In secondo luogo, queste autocrazie, salite al potere tra il 1964 e il 1976, trassero ispirazione dalla Dottrina della sicurezza nazionale degli Stati Uniti e dalla Scuola francese di controinsurrezione. In entrambe, la sicurezza era considerata più importante di qualunque diritto umano.
La storia dell'Operazione Condor.
Infine, due paesi catalizzarono gli sforzi per cooperare in questo tipo di azione. Il Cile spinse per la creazione formale dell'Operazione Condor nel 1975. L'Argentina la espanse poi per includere Brasile, Perù ed Ecuador tra il 1976 e il 1978. Ciò allargò significativamente la portata d'azione dell'Operazione Condor alla maggior parte del Sud America.

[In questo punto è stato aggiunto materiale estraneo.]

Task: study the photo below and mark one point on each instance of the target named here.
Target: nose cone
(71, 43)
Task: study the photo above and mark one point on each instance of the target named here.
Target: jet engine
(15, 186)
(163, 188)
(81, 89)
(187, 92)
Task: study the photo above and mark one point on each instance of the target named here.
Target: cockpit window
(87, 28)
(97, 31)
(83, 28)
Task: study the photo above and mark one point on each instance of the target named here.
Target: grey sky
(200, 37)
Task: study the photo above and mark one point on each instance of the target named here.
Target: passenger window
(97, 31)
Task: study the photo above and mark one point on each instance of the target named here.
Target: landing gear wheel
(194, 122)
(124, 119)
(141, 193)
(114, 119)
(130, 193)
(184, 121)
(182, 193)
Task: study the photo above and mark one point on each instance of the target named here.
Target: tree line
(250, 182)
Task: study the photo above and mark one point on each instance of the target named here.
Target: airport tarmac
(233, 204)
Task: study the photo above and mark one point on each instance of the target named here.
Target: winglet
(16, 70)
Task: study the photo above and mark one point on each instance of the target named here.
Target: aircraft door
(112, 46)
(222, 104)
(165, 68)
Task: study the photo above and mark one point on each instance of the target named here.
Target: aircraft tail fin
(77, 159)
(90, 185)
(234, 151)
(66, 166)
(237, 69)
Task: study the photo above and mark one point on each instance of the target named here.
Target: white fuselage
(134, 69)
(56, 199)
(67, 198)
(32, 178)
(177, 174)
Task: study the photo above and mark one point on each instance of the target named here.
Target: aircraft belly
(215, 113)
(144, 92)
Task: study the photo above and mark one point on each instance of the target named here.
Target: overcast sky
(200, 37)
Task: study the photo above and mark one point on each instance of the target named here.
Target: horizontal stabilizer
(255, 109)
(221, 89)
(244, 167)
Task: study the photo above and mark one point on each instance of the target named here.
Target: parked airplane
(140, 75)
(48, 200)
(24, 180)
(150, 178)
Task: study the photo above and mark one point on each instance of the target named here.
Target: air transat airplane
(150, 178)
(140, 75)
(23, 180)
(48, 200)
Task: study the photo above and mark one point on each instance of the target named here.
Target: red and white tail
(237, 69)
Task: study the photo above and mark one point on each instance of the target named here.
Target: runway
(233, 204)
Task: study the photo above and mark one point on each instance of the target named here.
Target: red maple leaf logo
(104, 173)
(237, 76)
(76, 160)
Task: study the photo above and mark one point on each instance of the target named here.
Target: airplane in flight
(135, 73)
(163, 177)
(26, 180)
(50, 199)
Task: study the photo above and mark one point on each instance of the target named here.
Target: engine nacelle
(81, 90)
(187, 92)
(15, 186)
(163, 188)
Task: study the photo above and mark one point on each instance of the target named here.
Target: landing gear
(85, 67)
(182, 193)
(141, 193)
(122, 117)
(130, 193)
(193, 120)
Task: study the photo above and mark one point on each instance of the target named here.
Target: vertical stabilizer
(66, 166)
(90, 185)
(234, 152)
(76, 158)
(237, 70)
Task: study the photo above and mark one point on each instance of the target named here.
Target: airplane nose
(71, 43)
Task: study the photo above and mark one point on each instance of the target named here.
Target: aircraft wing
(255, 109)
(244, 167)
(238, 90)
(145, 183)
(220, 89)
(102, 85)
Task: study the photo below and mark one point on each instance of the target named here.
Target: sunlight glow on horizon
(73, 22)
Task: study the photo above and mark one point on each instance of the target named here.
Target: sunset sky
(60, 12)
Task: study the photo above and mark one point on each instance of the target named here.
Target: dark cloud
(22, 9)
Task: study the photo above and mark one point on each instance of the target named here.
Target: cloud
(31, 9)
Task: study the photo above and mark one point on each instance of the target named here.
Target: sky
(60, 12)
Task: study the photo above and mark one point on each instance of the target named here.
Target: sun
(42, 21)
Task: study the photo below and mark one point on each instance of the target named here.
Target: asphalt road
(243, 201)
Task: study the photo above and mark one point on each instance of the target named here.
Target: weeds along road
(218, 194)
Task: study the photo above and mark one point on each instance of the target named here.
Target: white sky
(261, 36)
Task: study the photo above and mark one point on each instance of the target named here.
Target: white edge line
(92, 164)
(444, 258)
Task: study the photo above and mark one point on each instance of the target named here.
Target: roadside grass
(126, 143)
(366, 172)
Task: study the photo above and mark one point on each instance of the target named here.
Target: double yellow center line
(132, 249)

Perché l'operazione Condor è rilevante?
L'operazione Condor è stata l'unica organizzazione regionale creata per dare la caccia agli oppositori politici oltre confine. Le lezioni di questa esperienza storica sono oggi rilevanti. La cooperazione nella repressione transnazionale negli ultimi anni avviene anche in focolai regionali, come dimostrato dalle ricerche di accademici e gruppi per i diritti umani. Questi gruppi di nazioni includono, ad esempio, Bielorussia, Russia e Tagikistan , così come Thailandia, Cambogia, Laos e Vietnam.
Secondo quanto riportato dai media, dall'ONU e dalle ONG internazionali per i diritti umani, negli ultimi anni questi paesi del sud-est asiatico hanno collaborato strettamente per perseguitare, arrestare arbitrariamente e rimpatriare forzatamente attivisti e rifugiati in esilio.
In primis, uno o più paesi, principalmente Russia e Turchia , hanno collaborato per un periodo di tempo significativo per reprimere le critiche.
In secundis, alcune organizzazioni regionali, di natura ed ispirazione autoritaria, spesso consentono la cooperazione nella repressione transnazionale o quantomeno creano ambienti insicuri per la residenza dei dissidenti migranti.
La Shanghai Cooperation Organisation (SCO) e il Gulf Cooperation Council sono esempi, poiché "hanno ampliato i loro sforzi collettivi contro gli esuli", secondo alcune fonti.
Gli stati membri della SCO, in particolare Russia, Cina e Uzbekistan, hanno ripetutamente utilizzato l'organizzazione per perseguire oppositori politici all'estero e perseguitarli come criminali. Ciò dimostra il ruolo dell'organizzazione come piattaforma per la diffusione e il consolidamento di principi autoritari.
I paesi che oggi praticano questo tipo di repressione politica spesso desiderano mettere a tacere il dissenso, ovunque esso si manifesti.
Questi paesi stanno agendo in completo disprezzo dei principi più stimati e consolidati del diritto internazionale e delle relazioni internazionali, come la sovranità e la protezione dei rifugiati, e sembrano espandere le loro operazioni.
Infine, resta da vedere se c'è qualcosa che il resto della comunità internazionale può fare per invertire questa terrificante tendenza.